If you are in professional services then presumably there is an HR team who could advise and probably a policy on political views at work. I would arrange a one to one with Adam,provide him with a copy off the Policy and explain that this has to stop for his own good. Regardless of his views, which he is entitled to hold, it is inappropriate to berate people at work and if it does not stop you will be referring him to HR and this may result in disciplinary action. Be very clear that this is not about his views but about the way he behaves in the work environment.

PassingByAndThoughtIdDropIn · 18/01/2022 10:09

Talk to HR to make sure that Adam doesn't have any case for feeling personally victimised and talk to Brian to order him to come up with a form of words to shut any such conversation off. "I do not wish to discuss this topic with you at work." or whatever.

Itsnotover · 18/01/2022 10:12

God, these people are so unbelievably annoying 🙈 they don’t stop either.

Krieger · 18/01/2022 10:33

When adam starts ranting, mute him and carry on your team meeting with the rest of your team.

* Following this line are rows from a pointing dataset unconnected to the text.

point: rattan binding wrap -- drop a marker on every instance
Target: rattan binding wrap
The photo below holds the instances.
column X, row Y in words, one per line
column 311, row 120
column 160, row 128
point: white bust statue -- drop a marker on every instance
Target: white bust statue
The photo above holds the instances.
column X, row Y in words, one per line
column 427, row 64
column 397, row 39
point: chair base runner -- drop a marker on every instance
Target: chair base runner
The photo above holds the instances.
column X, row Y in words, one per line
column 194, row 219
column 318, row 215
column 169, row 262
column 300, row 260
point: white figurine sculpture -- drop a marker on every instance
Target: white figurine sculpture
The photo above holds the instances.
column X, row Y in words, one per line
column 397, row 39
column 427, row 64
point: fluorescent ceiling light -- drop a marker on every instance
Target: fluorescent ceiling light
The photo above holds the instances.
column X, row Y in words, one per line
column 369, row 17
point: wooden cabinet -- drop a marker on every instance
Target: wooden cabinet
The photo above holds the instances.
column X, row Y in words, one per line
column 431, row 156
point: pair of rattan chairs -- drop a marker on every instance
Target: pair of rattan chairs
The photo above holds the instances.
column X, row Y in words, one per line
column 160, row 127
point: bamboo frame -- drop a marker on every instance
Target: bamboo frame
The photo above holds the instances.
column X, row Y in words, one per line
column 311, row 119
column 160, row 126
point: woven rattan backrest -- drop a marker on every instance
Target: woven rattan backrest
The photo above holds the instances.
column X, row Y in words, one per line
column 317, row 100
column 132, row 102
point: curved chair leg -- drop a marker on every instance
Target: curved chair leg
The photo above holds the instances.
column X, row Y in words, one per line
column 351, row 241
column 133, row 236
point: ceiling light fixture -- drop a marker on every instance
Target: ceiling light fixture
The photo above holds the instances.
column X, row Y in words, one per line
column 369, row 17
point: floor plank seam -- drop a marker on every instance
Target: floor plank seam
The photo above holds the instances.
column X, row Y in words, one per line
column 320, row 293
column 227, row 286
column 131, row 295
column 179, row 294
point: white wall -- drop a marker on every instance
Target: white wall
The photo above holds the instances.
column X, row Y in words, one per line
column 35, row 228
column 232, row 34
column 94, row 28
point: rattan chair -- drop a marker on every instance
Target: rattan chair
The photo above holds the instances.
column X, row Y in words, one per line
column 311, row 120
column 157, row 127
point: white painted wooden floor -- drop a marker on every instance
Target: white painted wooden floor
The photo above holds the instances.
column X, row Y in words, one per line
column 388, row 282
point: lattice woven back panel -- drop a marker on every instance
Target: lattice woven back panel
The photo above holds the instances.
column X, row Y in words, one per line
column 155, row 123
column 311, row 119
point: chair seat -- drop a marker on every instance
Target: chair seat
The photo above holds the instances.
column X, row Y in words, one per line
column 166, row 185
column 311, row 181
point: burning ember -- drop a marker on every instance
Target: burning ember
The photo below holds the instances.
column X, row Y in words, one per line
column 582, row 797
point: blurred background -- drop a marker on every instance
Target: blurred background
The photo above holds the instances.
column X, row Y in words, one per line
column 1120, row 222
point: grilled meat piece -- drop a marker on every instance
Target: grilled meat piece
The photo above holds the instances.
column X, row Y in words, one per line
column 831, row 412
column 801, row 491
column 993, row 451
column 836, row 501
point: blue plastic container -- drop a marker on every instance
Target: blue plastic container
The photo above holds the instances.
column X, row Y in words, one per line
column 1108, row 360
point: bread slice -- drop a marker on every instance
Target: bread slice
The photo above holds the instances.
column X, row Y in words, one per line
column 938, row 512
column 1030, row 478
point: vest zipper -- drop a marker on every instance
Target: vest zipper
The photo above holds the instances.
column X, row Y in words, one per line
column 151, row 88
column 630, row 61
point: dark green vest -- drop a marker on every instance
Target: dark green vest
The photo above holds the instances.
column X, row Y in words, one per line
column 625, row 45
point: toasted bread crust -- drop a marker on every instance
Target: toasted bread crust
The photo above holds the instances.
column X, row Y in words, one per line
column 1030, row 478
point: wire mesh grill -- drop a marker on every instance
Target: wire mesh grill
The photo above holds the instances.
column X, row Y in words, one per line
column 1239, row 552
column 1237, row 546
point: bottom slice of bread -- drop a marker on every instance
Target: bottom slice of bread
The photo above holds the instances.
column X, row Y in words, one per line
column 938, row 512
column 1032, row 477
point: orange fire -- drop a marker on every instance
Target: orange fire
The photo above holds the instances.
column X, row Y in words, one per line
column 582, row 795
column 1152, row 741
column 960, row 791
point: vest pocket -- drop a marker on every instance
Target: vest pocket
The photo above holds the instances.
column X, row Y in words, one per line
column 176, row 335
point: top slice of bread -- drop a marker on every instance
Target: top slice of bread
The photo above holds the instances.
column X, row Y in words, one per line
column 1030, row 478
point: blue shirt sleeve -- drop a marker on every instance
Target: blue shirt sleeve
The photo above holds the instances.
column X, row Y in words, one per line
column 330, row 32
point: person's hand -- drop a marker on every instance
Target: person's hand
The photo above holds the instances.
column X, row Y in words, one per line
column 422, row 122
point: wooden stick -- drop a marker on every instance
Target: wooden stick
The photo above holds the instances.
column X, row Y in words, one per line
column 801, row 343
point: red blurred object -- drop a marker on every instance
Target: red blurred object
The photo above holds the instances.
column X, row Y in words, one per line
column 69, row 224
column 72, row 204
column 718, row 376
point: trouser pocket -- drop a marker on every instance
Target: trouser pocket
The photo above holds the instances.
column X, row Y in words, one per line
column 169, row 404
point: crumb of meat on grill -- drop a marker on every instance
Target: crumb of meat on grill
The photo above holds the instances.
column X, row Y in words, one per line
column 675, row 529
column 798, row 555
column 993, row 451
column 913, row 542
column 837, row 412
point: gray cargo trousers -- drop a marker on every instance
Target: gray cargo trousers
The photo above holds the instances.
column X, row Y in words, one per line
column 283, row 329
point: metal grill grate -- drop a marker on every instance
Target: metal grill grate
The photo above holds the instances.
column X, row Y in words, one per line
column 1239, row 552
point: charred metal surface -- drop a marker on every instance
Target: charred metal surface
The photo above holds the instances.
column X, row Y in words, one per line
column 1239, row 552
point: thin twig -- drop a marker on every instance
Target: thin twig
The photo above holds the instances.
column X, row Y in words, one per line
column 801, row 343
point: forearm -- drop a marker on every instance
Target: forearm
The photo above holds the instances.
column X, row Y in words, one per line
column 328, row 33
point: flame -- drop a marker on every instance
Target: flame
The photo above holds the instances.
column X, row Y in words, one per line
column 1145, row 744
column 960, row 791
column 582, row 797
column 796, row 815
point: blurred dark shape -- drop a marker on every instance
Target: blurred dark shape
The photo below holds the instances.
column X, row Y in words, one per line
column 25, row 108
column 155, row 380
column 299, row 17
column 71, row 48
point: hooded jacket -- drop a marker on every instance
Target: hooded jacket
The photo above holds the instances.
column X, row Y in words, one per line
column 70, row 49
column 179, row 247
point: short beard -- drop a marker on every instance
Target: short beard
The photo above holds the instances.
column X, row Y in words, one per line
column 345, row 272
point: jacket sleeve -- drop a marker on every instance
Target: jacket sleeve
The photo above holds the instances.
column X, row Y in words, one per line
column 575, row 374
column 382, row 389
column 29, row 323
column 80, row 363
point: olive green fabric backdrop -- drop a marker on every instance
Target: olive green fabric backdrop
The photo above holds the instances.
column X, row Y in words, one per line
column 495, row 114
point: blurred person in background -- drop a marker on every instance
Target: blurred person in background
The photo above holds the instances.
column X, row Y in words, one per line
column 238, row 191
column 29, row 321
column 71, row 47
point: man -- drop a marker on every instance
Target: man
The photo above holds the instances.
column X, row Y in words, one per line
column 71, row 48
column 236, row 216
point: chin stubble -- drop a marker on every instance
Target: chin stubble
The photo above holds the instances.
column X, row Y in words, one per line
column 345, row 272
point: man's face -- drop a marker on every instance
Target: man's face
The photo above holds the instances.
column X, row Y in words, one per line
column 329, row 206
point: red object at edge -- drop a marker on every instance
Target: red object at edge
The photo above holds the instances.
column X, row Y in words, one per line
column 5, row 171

changingstages · 18/01/2022 12:02

what a pain. We have several anti-vaxxers at work, all in one department, I think they feed off each other. They generally don't annoy the rest of us with their crap though, except in one meeting last week where one said something so offensive that I slightly lost my temper - I mean, I stayed professional but rebuked what they said and when they tried to reiterate it I made them move on. It was not relevant to the meeting, so it was easy, but it left me feeling really cross.